Apoptosis is largely associated with DP thymocytes. (A) Thymocytes were isolated and treated with annexin V-FITC, anti-CD4-PE and anti-CD8-Cy. Total thymocytes were first analyzed by flow cytometry for annexin V binding. The lower and upper right quadrants indicate early and late apoptotic cells, respectively. (B) Thymocytes highly labeled by annexin V (early and late apoptotic cells) were separated further by flow cytometry on the basis of anti-CD4 and anti-CD8 labeling. (C) The rate of apoptosis in cultured ROR^−/− thymocytes is greatly increased. Thymocytes were cultured in RPMI medium 1640 plus 10% FBS in the presence (Dex.) or absence (NA) of 0.1 μM dexamethasone.

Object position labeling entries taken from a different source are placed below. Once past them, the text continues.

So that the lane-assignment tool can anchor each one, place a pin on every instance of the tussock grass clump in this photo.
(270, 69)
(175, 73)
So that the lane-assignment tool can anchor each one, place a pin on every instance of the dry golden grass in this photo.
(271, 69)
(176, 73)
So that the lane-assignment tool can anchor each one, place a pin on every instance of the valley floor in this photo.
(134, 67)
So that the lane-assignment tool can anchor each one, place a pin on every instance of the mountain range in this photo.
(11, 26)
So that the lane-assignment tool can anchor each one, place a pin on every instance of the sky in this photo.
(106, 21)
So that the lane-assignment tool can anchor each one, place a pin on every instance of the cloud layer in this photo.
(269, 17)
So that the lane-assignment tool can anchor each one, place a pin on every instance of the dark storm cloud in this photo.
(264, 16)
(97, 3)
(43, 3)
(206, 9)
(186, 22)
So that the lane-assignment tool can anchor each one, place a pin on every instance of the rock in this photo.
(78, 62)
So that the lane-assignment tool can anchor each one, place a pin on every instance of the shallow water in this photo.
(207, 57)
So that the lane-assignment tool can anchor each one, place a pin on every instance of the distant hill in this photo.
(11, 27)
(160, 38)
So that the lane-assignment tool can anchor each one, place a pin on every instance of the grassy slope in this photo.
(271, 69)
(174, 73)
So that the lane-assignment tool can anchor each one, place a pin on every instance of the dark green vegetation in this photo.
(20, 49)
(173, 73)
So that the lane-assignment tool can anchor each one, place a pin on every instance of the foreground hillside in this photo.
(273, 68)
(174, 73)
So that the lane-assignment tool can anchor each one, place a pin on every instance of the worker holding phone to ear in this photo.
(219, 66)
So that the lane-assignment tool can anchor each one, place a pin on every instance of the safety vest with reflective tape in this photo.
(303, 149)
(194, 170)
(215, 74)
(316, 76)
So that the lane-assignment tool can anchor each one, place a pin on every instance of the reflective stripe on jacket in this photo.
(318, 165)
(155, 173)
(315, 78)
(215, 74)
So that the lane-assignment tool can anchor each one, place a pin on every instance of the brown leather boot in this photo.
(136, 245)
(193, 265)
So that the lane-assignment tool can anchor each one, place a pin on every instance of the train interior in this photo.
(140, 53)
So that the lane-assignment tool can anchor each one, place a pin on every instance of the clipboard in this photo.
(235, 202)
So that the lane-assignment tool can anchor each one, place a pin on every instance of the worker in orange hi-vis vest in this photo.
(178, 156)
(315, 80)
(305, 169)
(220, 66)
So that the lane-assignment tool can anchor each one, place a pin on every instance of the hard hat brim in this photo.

At the indicated times, samples were removed and analyzed for annexin V binding by flow cytometry as in A. The percentage of annexin V^low cells (% viability) was calculated and plotted as a function of time in culture.

Figure 5

Effect of RORγ disruption on the expression of anti- and pro-apoptotic genes. RNA was prepared from freshly isolated thymocytes from RORγ^+/− or RORγ^−/− mice, and thymocytes were cultured for 3 hr. RNA was then analyzed by RPA. The positions of mRNAs encoding Bcl-2, Bfl-1, Bcl-X_L, Bak, Bax, Bad, L32, and glyceraldehyde-3-phosphate dehydrogenase (GAPDH) are indicated. The results are representative for two independent experiments. The level of each RNA relative to the level of GAPDH was determined, and the ratio between the level of each RNA in RORγ^+/− versus RORγ^−/− thymocytes was calculated. The ratios are shown on the right.